Autant que ton métier, tu as aimé les hommes. Ton lieu de travail sera un centre de rencontre entre amis, apprentis mécaniciens et transporteurs. Sous tes clés, des générations d’apprenants dont la plupart va élire domicile dans ta maison à titre social, vont se succéder. Quoiqu’enflammé dans ton tempérament, jamais ta colère ne traverse une heure de temps. Rassembleur tu fus au point de devenir le représentant du parti du cheval dans toute ta zone. Souleymane, DJERI, Président, Mon Pays, mais Teacher aura été ton nom fétiche. Ta passion du départ et de la fin. Ta battante épouse et tes enfants en te conduisant dans une première clinique, croyaient en un vulgaire excès de fièvre qui abandonne après quelques perfusions. Le mal persistait.
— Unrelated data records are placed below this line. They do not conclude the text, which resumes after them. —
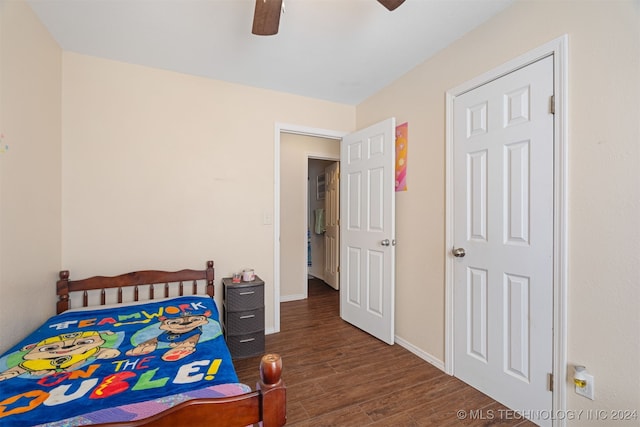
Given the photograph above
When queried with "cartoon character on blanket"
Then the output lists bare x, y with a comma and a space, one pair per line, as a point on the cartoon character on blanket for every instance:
66, 352
82, 361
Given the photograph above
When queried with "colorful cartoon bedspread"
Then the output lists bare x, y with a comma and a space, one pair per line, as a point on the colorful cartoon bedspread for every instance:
85, 361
Des avis avisés dans d’autres centres feront tomber le couperet : tu souffrais d’une pathologie artérielle rarissime et grave. Tu fus transféré finalement au CHU Campus.
La famille est rassemblée avec l’espoir d’un miracle. Par une sorte de blaguer-tuer, tu étais ainsi en train de t’éteindre à petites braises. Samedi 15 juillet 2023 à 5h, comme une mauvaise blague, le nouvelle tombe, Tchamolla s’en est allé. Consternation, surprise, pleures, mais apparemment tu riais en partant. Seul toi n’étais pas surpris de cette journée qui commence très mal alors que tu laisses inconsolables tes clients, apprenants, partenaires et la famille. À ceux qui croyaient que Teacher aurait pu faire ceci ou cela, tu as dit non, » ma mission fut parfaite, elle prend fin ». Oui, tes proches et intimes ont reconnu ta vraie taille au soir de ta mort. Autant que la mosquée où tu es connu, les quatre lots de ton impressionnant garage étaient trop restreints pour recevoir le monde derrière ta dépouille, ton désormais corps. Te voici couché, au centre de toutes les attentions que les autres doivent maintenant te retourner. Coup de chapeau à eux, ils ont renvoyé si bien l’ascenseur. Au cimetière d’Adéticope, c’est la première fois que nous vivons une scène où les gens traînent à quitter le cimetière après enterrement, mais miracle impossible. Preuve est faite que ton séjour ne devrait pas être vain, tu ne devras rien à personne, au contraire, ils sont nombreux qui te doivent tout. Tes faveurs accordées au transporteur qui ne peut payer un dépannage, le toit que tu accordais volontiers à tous tes nombreux apprenants, la simplicité dans ton quotidien, ton attachement à ton gagne-pain et à ta famille, rien ne fut vain. A ta mort, ceux qui doutaient auraient eu la preuve que tout bienfait se paie ici.
Cerise posthume
Tu laisses derrière toi une femme et six enfants dont 3 viennent de décrocher leur Bac 2, une semaine après ton départ. Cette vaillante progéniture dont, l’unique fille bien aimée, aurait aimer te tendre les relevés de note pour un dernier sourire de Papa, mais ton voyage était plus fort. Altruiste, tu t’es occupé des préoccupations des autres au point de t’oublier. Si ceci est un péché, tu en avais. Nous savons aussi qu’Allah encourage le bien et rétribue le bien par le bien, alors tout en t’ accordant la place des hommes du bien, qu’Il accorde aussi à DJERI Iman, DJERI Manan et DJERI Samiratou ceux qui les aideront à parachever ce merveilleux cursus académique que tu les laisses achever seuls, histoire de compter, parmi eux, un ingénieur mécanicien.